Seaborn provides the kdeplot() function to plot a univariate or bivariate kernel density estimate. Lets generate a KDE plot using the dataset ‘x’ created above. The bandwidth of the kernel can be adjusted using the ‘bw’ argument.
Univariate Kernel Density Estimate
A Univariate plot is based on a single variable.
sns.kdeplot(x) plt.title('KDE Plot') plt.show()
Above we see a KDE plot for the dataset ‘x’. Note that the y-axis is in terms of relative frequency and not the number of data points falling into the range. The density curve has one distinct peak indicating the distribution is unimodal.
KDE plot with low bandwidth
sns.kdeplot(x,bw=0.1) plt.title('KDE Plot with low bw') plt.show()
We see that when the bandwidth is too low, the density curve has too many peaks and appears to be multimodal (having multiple peaks).
KDE plot with high bandwidth
sns.kdeplot(x,bw=1) plt.title('KDE Plot with high bw') plt.show()
If the bandwidth is too large, then smaller features in the distribution of the data may disappear. In the above plot small bumps got smoothed out obscuring important information. This is also known as over-smoothing of the curve.
Customizing the KDE plot
By setting the parameter ‘shade’ to True, the area under the density curve is filled with a color.
If the parameter ‘vertical’ is set to True, density is plotted on the y-axis.
Bivariate Kernel Density Estimate
While a univariate KDE is based on one random variable, a bivariate KDE is based on two independent random variables. The kdeplot() function in Seaborn can be used to generate bivariate KDE which reveals the relationship between the two variables. The bivariate KDE has a three dimensional bell shaped appearance. Even though 3D plots are visually appealing they are difficult to read because some parts of the plot are blocked by other parts and not all applications support rotation of 3D plots.

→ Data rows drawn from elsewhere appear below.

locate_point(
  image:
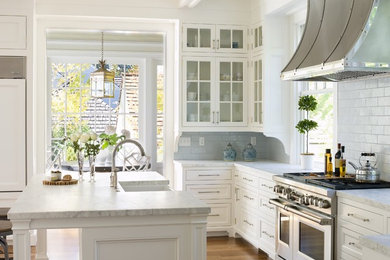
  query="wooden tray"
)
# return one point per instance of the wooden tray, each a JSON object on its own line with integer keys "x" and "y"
{"x": 71, "y": 182}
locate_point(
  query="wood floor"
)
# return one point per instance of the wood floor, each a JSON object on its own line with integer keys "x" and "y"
{"x": 63, "y": 245}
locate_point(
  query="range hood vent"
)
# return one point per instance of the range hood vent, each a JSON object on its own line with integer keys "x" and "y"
{"x": 342, "y": 40}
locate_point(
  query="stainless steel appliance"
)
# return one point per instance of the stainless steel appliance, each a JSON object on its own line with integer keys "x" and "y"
{"x": 306, "y": 213}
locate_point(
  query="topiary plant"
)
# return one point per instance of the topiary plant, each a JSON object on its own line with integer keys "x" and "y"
{"x": 307, "y": 103}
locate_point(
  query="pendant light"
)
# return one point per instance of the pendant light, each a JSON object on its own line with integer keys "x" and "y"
{"x": 102, "y": 80}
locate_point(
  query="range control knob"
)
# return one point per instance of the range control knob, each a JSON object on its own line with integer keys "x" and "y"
{"x": 324, "y": 204}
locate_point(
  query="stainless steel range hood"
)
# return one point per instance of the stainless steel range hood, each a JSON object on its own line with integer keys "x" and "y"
{"x": 342, "y": 40}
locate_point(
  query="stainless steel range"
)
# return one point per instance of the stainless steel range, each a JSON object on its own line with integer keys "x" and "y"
{"x": 306, "y": 213}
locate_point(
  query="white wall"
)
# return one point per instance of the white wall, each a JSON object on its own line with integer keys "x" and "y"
{"x": 364, "y": 120}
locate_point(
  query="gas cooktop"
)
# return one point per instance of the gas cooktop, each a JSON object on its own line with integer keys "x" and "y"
{"x": 335, "y": 183}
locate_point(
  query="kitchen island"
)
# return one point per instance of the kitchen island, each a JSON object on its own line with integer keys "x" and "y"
{"x": 113, "y": 225}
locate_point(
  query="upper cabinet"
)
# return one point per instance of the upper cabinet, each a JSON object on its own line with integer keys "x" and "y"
{"x": 214, "y": 38}
{"x": 257, "y": 38}
{"x": 13, "y": 31}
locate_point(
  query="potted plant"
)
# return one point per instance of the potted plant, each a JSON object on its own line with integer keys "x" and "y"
{"x": 307, "y": 103}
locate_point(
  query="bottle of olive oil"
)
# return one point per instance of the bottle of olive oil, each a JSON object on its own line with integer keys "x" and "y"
{"x": 337, "y": 161}
{"x": 343, "y": 163}
{"x": 327, "y": 156}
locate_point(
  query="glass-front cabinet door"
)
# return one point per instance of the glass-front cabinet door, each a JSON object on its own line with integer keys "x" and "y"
{"x": 198, "y": 37}
{"x": 198, "y": 92}
{"x": 231, "y": 38}
{"x": 231, "y": 91}
{"x": 257, "y": 33}
{"x": 257, "y": 91}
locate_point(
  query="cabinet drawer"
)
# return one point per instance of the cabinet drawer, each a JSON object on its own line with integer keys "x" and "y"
{"x": 362, "y": 217}
{"x": 267, "y": 210}
{"x": 211, "y": 192}
{"x": 266, "y": 185}
{"x": 249, "y": 198}
{"x": 207, "y": 175}
{"x": 13, "y": 32}
{"x": 267, "y": 233}
{"x": 250, "y": 180}
{"x": 220, "y": 215}
{"x": 250, "y": 224}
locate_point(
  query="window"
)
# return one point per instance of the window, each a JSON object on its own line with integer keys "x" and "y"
{"x": 73, "y": 109}
{"x": 324, "y": 136}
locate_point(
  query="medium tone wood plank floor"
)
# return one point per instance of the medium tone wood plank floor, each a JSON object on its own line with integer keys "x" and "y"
{"x": 63, "y": 245}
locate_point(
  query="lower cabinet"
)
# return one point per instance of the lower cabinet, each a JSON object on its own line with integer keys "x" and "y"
{"x": 238, "y": 197}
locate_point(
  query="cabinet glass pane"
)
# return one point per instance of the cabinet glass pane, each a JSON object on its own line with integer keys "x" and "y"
{"x": 204, "y": 89}
{"x": 260, "y": 89}
{"x": 204, "y": 67}
{"x": 256, "y": 112}
{"x": 204, "y": 109}
{"x": 192, "y": 91}
{"x": 260, "y": 36}
{"x": 192, "y": 70}
{"x": 237, "y": 92}
{"x": 238, "y": 39}
{"x": 205, "y": 38}
{"x": 238, "y": 71}
{"x": 256, "y": 38}
{"x": 224, "y": 92}
{"x": 238, "y": 112}
{"x": 260, "y": 71}
{"x": 192, "y": 112}
{"x": 225, "y": 73}
{"x": 224, "y": 109}
{"x": 255, "y": 70}
{"x": 225, "y": 39}
{"x": 192, "y": 37}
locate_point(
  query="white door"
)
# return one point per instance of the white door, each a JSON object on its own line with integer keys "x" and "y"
{"x": 13, "y": 133}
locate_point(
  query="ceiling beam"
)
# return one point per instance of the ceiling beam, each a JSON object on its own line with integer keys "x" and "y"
{"x": 189, "y": 3}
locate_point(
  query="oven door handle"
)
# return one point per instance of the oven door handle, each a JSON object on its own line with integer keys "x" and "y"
{"x": 321, "y": 220}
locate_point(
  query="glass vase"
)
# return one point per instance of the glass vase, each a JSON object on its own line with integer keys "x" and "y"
{"x": 92, "y": 160}
{"x": 80, "y": 161}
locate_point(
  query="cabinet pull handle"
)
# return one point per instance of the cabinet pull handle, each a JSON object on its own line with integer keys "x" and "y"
{"x": 246, "y": 221}
{"x": 358, "y": 217}
{"x": 269, "y": 187}
{"x": 248, "y": 197}
{"x": 250, "y": 180}
{"x": 217, "y": 191}
{"x": 265, "y": 233}
{"x": 270, "y": 207}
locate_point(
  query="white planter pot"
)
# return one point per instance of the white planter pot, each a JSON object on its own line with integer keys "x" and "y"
{"x": 307, "y": 161}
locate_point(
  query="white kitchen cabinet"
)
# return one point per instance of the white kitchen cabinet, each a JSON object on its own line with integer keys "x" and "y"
{"x": 256, "y": 108}
{"x": 212, "y": 184}
{"x": 355, "y": 220}
{"x": 13, "y": 132}
{"x": 215, "y": 92}
{"x": 214, "y": 38}
{"x": 13, "y": 31}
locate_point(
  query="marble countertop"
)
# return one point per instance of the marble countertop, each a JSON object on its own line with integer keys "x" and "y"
{"x": 374, "y": 197}
{"x": 98, "y": 199}
{"x": 380, "y": 244}
{"x": 272, "y": 167}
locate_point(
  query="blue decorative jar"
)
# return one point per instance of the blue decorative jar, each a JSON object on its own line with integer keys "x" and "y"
{"x": 229, "y": 154}
{"x": 249, "y": 153}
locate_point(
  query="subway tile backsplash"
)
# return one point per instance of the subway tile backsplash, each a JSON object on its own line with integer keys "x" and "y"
{"x": 215, "y": 143}
{"x": 364, "y": 120}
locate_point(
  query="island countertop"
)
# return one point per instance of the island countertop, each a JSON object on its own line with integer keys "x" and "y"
{"x": 98, "y": 199}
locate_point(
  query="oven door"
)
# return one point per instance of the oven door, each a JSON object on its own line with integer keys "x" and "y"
{"x": 312, "y": 241}
{"x": 302, "y": 234}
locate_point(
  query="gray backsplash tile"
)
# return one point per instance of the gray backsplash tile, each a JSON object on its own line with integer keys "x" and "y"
{"x": 215, "y": 143}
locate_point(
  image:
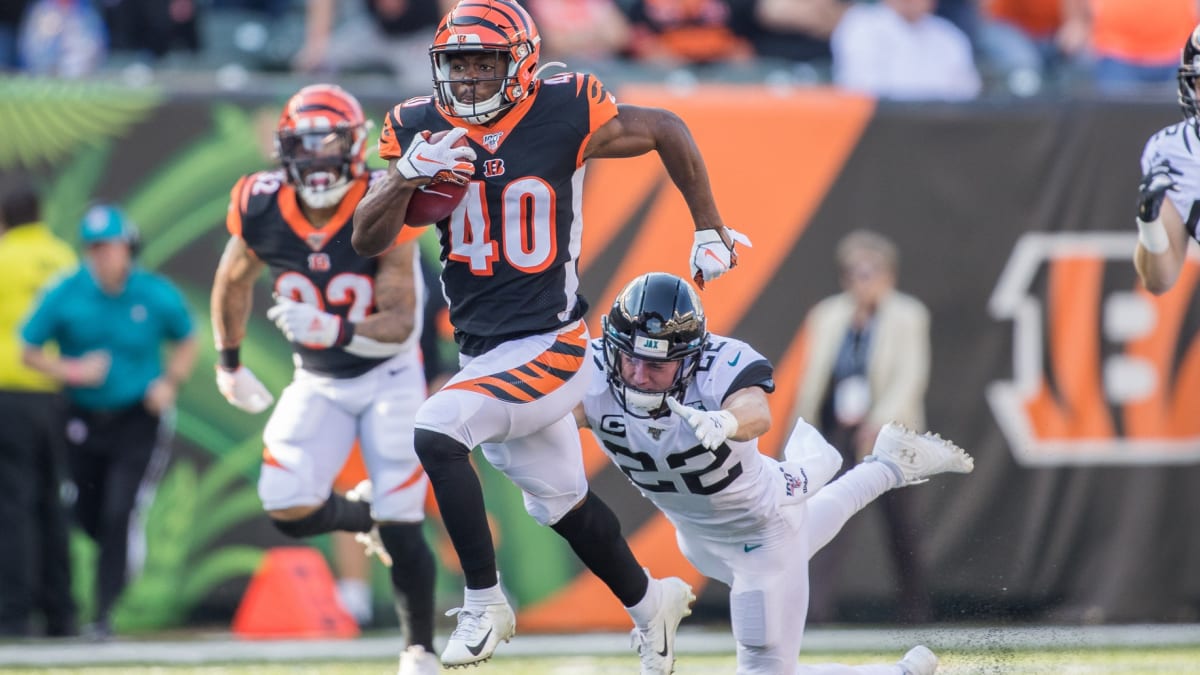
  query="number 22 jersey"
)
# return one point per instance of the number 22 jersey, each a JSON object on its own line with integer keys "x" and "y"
{"x": 732, "y": 489}
{"x": 511, "y": 246}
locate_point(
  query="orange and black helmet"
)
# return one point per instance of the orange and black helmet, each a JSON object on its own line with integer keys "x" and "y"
{"x": 322, "y": 143}
{"x": 502, "y": 27}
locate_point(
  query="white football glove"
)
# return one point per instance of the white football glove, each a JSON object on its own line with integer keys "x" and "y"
{"x": 442, "y": 160}
{"x": 711, "y": 428}
{"x": 711, "y": 257}
{"x": 305, "y": 324}
{"x": 243, "y": 389}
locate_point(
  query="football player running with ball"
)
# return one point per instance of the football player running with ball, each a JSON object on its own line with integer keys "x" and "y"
{"x": 354, "y": 326}
{"x": 679, "y": 411}
{"x": 1170, "y": 186}
{"x": 510, "y": 250}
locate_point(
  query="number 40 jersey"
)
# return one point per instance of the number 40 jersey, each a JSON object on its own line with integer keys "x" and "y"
{"x": 732, "y": 489}
{"x": 1180, "y": 147}
{"x": 511, "y": 245}
{"x": 310, "y": 264}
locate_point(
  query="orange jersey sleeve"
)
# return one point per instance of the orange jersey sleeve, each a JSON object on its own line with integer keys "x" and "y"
{"x": 389, "y": 143}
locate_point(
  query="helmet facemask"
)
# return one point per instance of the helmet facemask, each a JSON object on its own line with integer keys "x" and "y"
{"x": 485, "y": 27}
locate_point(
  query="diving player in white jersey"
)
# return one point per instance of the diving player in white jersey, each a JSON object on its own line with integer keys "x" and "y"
{"x": 679, "y": 411}
{"x": 1169, "y": 193}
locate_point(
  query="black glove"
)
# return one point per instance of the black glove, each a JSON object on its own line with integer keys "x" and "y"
{"x": 1153, "y": 187}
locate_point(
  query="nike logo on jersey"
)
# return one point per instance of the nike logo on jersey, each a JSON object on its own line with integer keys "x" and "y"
{"x": 479, "y": 646}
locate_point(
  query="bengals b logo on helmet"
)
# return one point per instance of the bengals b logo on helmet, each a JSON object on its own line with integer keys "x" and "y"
{"x": 499, "y": 27}
{"x": 322, "y": 143}
{"x": 1103, "y": 371}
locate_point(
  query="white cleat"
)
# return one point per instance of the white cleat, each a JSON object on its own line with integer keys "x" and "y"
{"x": 919, "y": 661}
{"x": 655, "y": 644}
{"x": 371, "y": 542}
{"x": 917, "y": 457}
{"x": 478, "y": 634}
{"x": 415, "y": 661}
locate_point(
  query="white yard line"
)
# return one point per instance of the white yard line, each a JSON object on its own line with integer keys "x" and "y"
{"x": 222, "y": 647}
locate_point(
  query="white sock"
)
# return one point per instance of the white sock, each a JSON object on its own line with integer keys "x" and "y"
{"x": 480, "y": 597}
{"x": 355, "y": 598}
{"x": 646, "y": 608}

One common way of displaying information about a 3D surface by using only two dimensions is to use level curves or contour lines. In the next example we will use Contour plots to illustrate bivariate KDEs. Contour plots represent data for three variables in two dimensions. Each contour line is drawn in an xy-plane by varying the x and y values and keeping the third variable as a constant. That means each line is drawn by joining points having equal value or which have the same density. Lets now plot a bivariate KDE by passing the arguments data,data2 to the kdeplot() function which specify the x-coordinates and y-coordinates of the points to be plotted.
z = np.random.randint(3,19,50)
array([ 6, 9, 13, 5, 7, 3, 5, 8, 3, 7, 8, 16, 3, 8, 16, 18, 14, 18, 5, 6, 7, 10, 17, 17, 15, 8, 12, 5, 14, 7, 6, 14, 5, 5, 6, 4, 13, 18, 5, 16, 9, 11, 9, 4, 9, 3, 16, 17, 15, 14])

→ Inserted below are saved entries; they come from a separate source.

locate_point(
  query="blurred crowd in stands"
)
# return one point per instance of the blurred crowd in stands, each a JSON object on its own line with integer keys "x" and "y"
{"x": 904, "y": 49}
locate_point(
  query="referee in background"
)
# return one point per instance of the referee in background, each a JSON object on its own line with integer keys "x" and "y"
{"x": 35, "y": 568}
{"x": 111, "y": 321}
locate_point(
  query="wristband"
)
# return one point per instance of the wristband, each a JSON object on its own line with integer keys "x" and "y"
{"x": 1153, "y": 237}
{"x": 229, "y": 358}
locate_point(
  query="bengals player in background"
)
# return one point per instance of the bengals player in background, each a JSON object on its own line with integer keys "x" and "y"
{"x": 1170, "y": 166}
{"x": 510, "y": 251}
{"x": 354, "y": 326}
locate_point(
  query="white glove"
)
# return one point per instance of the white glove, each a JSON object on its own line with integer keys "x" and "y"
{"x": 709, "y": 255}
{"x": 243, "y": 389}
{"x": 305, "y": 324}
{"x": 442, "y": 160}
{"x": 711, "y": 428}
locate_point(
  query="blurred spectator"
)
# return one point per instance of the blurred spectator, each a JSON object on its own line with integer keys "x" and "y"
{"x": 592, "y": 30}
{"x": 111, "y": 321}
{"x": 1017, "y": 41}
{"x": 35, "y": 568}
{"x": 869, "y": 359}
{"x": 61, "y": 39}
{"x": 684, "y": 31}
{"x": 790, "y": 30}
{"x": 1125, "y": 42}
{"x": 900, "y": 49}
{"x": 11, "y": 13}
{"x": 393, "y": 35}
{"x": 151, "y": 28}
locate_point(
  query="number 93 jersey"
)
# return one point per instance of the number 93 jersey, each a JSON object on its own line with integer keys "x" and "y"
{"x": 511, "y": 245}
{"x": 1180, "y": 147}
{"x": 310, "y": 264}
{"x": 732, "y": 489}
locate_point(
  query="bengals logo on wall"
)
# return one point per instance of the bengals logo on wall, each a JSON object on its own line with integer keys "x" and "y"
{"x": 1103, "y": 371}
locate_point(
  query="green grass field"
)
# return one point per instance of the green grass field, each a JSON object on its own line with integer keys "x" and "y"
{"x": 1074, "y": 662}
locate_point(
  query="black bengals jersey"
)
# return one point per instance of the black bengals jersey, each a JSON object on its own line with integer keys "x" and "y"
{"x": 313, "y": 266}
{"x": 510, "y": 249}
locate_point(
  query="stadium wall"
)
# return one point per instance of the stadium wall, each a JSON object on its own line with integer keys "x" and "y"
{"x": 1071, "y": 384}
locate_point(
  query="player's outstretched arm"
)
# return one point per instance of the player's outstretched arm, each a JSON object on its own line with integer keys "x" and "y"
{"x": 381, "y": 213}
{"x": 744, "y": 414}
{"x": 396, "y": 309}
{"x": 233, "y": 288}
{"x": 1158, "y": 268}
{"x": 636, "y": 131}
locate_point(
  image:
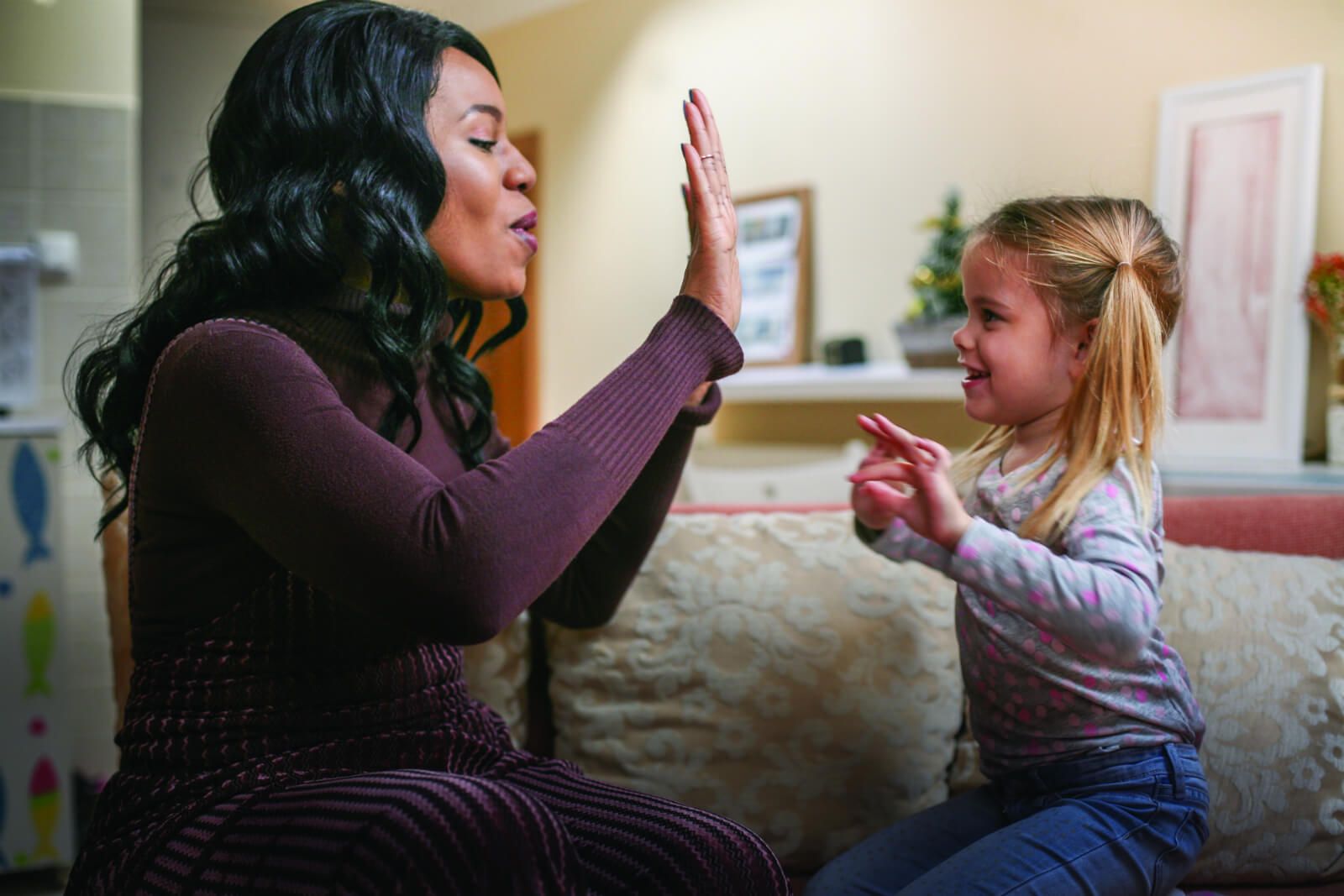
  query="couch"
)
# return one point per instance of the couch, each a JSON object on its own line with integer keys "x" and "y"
{"x": 768, "y": 667}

Here is a two dimensional Kernel Density Estimate shown using contour plot. It displays the joint distributions of random variables ‘y’ and ‘z’. From the plot it is not clear as to which regions have high density or which regions have low density. So let us customize the density plot by color coding the contour lines.
Customizing the Bivariate density plot
Contour plots can use a colormap to color the different levels. We have applied “Greens” colormap to the above plot. “Greens” is a sequential colormap which is best to visualize numeric data that progresses from low to high by gradually increasing darkness and saturation of the color. By default, darker colors represent higher density values.
We can also specify the number of levels that we want to see in the contour plot. If there are too few levels in the map, important details may be lost, while too many levels makes the plot look cluttered.
By setting the parameter ‘shade’ to True, the area between adjacent contour lines can be filled with varying shades of a color. The darker the shade of the color, the higher is the density.
You can add a vertical colorbar to the right side of the plot by setting the parameter ‘cbar’ to True.